Supposedly it forced the cone of fire wider.

I always wondered if it did that, and without causing damage to the gun.

One might need a new gun if you forgot and ran a slug through it.....:cuss:

DDG
 
That was a child of the late 60's & 70's riots.

Supposedly a riot control officer could shoot at the street in front of an advancing mob and hit a bunch of hippies in the legs wounding a bunch of them, instead of killing just one or two.

It proved totally ineffective, and soon fell by the roadside as another ingenious solution to a non-existent problem when lethal force was deemed too much force for riot control in the USA.

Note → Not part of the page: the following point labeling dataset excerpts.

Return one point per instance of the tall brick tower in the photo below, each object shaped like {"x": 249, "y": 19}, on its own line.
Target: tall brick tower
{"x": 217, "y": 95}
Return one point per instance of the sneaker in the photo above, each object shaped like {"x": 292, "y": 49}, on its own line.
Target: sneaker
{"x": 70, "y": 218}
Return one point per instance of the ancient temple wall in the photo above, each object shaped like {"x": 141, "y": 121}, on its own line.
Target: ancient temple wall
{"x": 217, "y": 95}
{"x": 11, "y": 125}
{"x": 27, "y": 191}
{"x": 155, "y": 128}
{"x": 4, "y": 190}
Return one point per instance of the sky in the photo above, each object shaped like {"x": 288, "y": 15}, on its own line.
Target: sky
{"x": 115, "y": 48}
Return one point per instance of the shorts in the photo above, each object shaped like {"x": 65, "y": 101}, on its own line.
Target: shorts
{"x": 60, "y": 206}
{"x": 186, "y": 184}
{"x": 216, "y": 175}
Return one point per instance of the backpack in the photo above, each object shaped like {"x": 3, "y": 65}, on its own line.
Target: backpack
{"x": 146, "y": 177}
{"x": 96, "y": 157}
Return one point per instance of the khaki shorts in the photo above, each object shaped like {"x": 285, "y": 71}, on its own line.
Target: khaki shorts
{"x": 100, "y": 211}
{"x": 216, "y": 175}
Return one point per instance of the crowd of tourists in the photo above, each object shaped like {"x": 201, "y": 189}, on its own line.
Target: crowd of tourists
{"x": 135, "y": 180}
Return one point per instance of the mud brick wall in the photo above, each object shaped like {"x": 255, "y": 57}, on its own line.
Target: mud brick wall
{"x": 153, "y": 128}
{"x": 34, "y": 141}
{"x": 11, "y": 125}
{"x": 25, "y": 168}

Of course another version of the story is it was invented for the Navy SEAL's for use in jungle fighting in Vietnam??

Who knows for sure now?
But the only recollection I have of them was for riot control.

Rc
 
Yea, sounds like the duckbill or spreader chokes. When installed it changes the shot pattern from a circular to a flatter horizontal or vertical (depending which way you turn the choke).
From the tests i seen, they seem to work fine, but you can't use slugs, or steel shot through them.

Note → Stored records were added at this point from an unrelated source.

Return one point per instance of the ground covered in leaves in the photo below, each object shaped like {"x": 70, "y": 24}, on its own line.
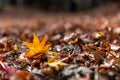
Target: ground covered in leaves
{"x": 80, "y": 47}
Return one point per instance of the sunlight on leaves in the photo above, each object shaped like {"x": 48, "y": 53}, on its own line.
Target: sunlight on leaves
{"x": 37, "y": 48}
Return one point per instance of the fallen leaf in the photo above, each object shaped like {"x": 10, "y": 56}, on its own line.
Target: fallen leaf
{"x": 37, "y": 48}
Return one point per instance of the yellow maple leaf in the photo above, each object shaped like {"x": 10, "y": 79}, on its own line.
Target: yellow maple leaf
{"x": 52, "y": 62}
{"x": 37, "y": 48}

I think their lack of popularity is mostly due to the fact that a horizontal spread is kind of undesirable in most situations. In combat where you have little concern about stray pellets, a horizontal spread is nice for hitting ground targets. no need for a "tall" shot pattern but a wider one would definitely help with hit probability when point shooting.

Problem is shotguns aren't used that often in combat outside of a very few specialized roles.
And police or civilians DO have to worry about stray pellets so they would want a tighter pattern.

Basically, they do what they were designed to quite well. There's just not much of a market for what they were designed to do.
 
That was a child of the mutinies on His(at the time) Majesty's Royal Navy ships. Duck foot pistols and blunderbuss' with shot spreaders are a lot older than the 20th Century.
"...One might need a new gun if..." New barrel.
 
I seem to recall Charlie Askins writing about using something like that. Don't know if he shot it at anyone or from front or back. Saw a pic of one that had a rectangular opening also....flared out from the attachment at the muzzle.
 
Actually some of the pole Arms found on the Mary Rose had such muzzles. They were called "Murderers", really. They used cubical stacked shot for most efficient use of space and were for sweeping an enemy deck in the days when ships closed to boarding distance.

I always thought of them as pole mounted Claymore Mines.......get rc to explain Claymore Mines if you don't know what I mean, he will do it with less spelling errors and imaginative grammer than me.